Heartland Financial USA, Inc. (NASDAQ: HTLF)
today announced the planned retirement of Mr. Melvin E. Miller, who serves as Executive Vice President and Chief Investment Officer. Miller joined Heartland and its Dubuque Bank and Trust subsidiary in 1984 as a part-time investment officer. Prior to joining Dubuque Bank and Trust, Mr. Miller served as professor and Chairman of the Accounting and Business Department at Loras College in Dubuque.
Mr. Miller’s retirement will be effective August 1, 2012. The company will evaluate both internal and external candidates for his replacement.
As an advocate for Social Responsibility Investing (SRI), Miller spearheaded development of an SRI investment policy for the bank’s Wealth Management Group, which became one of the first in the country to adopt such a policy. Until 2008, he served in the dual roles of overseeing the investment management function for the Wealth Management Group while heading the investment department at Heartland.

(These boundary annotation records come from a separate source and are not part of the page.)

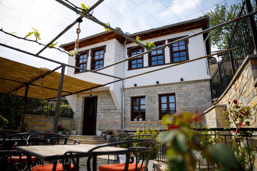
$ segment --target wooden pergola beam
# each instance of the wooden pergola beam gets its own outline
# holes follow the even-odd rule
[[[54,113],[54,119],[53,123],[54,133],[57,133],[57,128],[58,126],[58,119],[59,119],[59,112],[60,110],[60,104],[61,104],[61,98],[62,96],[62,84],[64,78],[64,72],[65,71],[65,65],[62,66],[62,70],[60,76],[60,80],[58,86],[58,93],[56,101],[56,107]]]

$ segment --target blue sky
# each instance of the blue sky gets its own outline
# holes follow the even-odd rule
[[[96,1],[70,1],[77,6],[81,3],[91,6]],[[240,3],[233,0],[105,0],[94,11],[100,21],[109,22],[111,26],[121,28],[131,34],[191,19],[213,10],[218,3],[229,6]],[[75,13],[53,0],[0,0],[0,28],[21,37],[34,27],[41,34],[40,42],[46,44],[78,18]],[[86,18],[81,25],[80,38],[105,31],[101,26]],[[58,45],[74,41],[74,26],[57,40]],[[31,38],[33,39],[33,38]],[[33,53],[43,47],[0,33],[0,42]],[[215,50],[214,48],[212,51]],[[47,49],[41,55],[67,63],[67,55]],[[58,65],[0,46],[0,56],[37,67],[53,69]]]

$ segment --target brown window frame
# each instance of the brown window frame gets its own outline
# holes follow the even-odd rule
[[[134,105],[134,99],[139,99],[138,100],[138,104],[136,105]],[[137,97],[132,97],[131,98],[131,121],[134,121],[134,108],[133,107],[134,106],[138,106],[139,107],[139,106],[141,106],[141,100],[140,99],[141,98],[144,98],[145,99],[145,107],[146,106],[145,104],[145,96],[138,96]],[[143,104],[143,105],[144,105]],[[140,108],[141,109],[141,108]],[[139,116],[140,115],[141,115],[141,111],[140,110],[140,109],[139,107],[138,108],[138,115]],[[142,117],[143,118],[143,120],[145,120],[145,116],[144,118],[143,117]]]
[[[128,56],[128,57],[130,58],[132,56],[132,51],[133,50],[137,50],[138,49],[141,49],[142,50],[142,52],[143,53],[144,52],[144,48],[143,47],[141,47],[141,46],[133,46],[133,47],[128,47],[127,48],[127,55]],[[142,59],[142,67],[139,67],[135,68],[132,68],[132,61],[133,60],[135,60],[136,59]],[[142,68],[144,67],[144,55],[142,55],[141,57],[137,57],[135,58],[134,58],[130,60],[129,60],[128,63],[128,70],[132,70],[132,69],[139,69],[140,68]]]
[[[88,57],[89,57],[89,49],[88,49],[87,50],[86,50],[85,51],[83,51],[79,52],[78,53],[79,54],[79,55],[76,54],[75,55],[75,59],[76,59],[75,62],[75,66],[77,66],[79,67],[80,67],[79,66],[81,64],[86,64],[86,68],[85,68],[86,69],[87,67],[87,60],[88,59]],[[86,54],[87,55],[87,61],[86,62],[82,62],[80,63],[79,62],[79,60],[80,59],[80,55],[84,55]],[[84,59],[84,58],[83,58],[83,59]],[[87,72],[86,71],[82,71],[80,72],[79,69],[76,68],[75,68],[74,71],[74,73],[75,74],[77,73],[80,73],[84,72]]]
[[[163,45],[165,44],[166,42],[166,40],[163,40],[161,41],[159,41],[158,42],[154,42],[154,45],[156,46],[159,46],[160,45]],[[158,55],[157,54],[156,55],[151,55],[151,53],[150,52],[148,53],[148,66],[159,66],[159,65],[162,65],[165,64],[165,52],[164,51],[164,49],[165,48],[162,48],[162,54],[163,56],[163,63],[162,64],[158,64],[158,58],[157,57],[157,60],[156,61],[157,61],[157,65],[152,65],[152,61],[151,59],[152,59],[152,57],[154,57],[155,56],[159,56],[159,55]]]
[[[161,114],[162,114],[162,108],[161,104],[162,104],[166,103],[167,104],[167,113],[170,113],[170,103],[175,103],[175,112],[177,112],[177,108],[176,107],[176,96],[175,93],[170,93],[169,94],[159,94],[159,119],[160,120],[161,119]],[[174,96],[174,102],[170,102],[169,98],[168,97],[170,96]],[[161,97],[166,96],[167,97],[166,101],[166,103],[161,103]]]
[[[178,40],[178,39],[179,39],[182,38],[186,36],[182,36],[181,37],[176,37],[176,38],[174,38],[172,39],[167,39],[167,40],[168,41],[168,43],[170,43],[172,42],[173,42],[175,41]],[[189,56],[188,55],[188,45],[189,44],[189,42],[188,41],[188,39],[187,39],[185,41],[185,49],[183,49],[181,50],[179,50],[178,51],[173,51],[173,48],[172,48],[172,45],[171,45],[170,46],[169,46],[169,48],[170,49],[170,63],[176,63],[179,62],[182,62],[186,61],[189,60]],[[175,62],[174,62],[174,60],[173,59],[173,53],[180,53],[180,52],[181,52],[184,51],[186,52],[186,59],[184,61],[180,61],[180,54],[179,55],[179,61],[176,61]]]
[[[95,69],[95,63],[96,61],[102,61],[102,60],[103,60],[103,67],[104,67],[104,54],[105,53],[105,49],[106,47],[106,45],[104,45],[104,46],[101,46],[95,47],[95,48],[90,49],[90,51],[91,51],[90,53],[90,56],[91,56],[91,62],[90,64],[90,70],[95,70],[95,69],[99,69],[99,68],[97,68],[96,69]],[[97,52],[97,51],[101,51],[102,50],[103,50],[104,51],[103,53],[103,58],[101,58],[100,59],[94,59],[94,58],[95,58],[95,53],[96,52]]]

“Twenty eight years ago, Mel came to us with a deep knowledge and love of equity investing,” said Lynn B. Fuller, Chairman, President and CEO of Heartland. “He picked up the business of banking very well and mentored excellent talent behind him. Along the way, he provided strategic and thoughtful insight as a member of our Senior Management and Strategic Council teams. Moreover, Mel is well-liked as an individual and admired for his asset/liability management skills and business sense.”
During his time at DB&T and Heartland, Miller earned his designation as a Chartered Financial Analyst (CFA). He also initiated numerous enhancements to the company’s investment management systems and earned a reputation as a keen investment strategist. His success in understanding economic implications has fostered an exceptional reputation at the national level.
“On behalf of the Board of Directors, shareholders and employees, we wish Mel and his wife, Marie, the very best in retirement,” Fuller said. “Mel’s experience and knowledge of investments, the economy and asset liability management will certainly be missed.”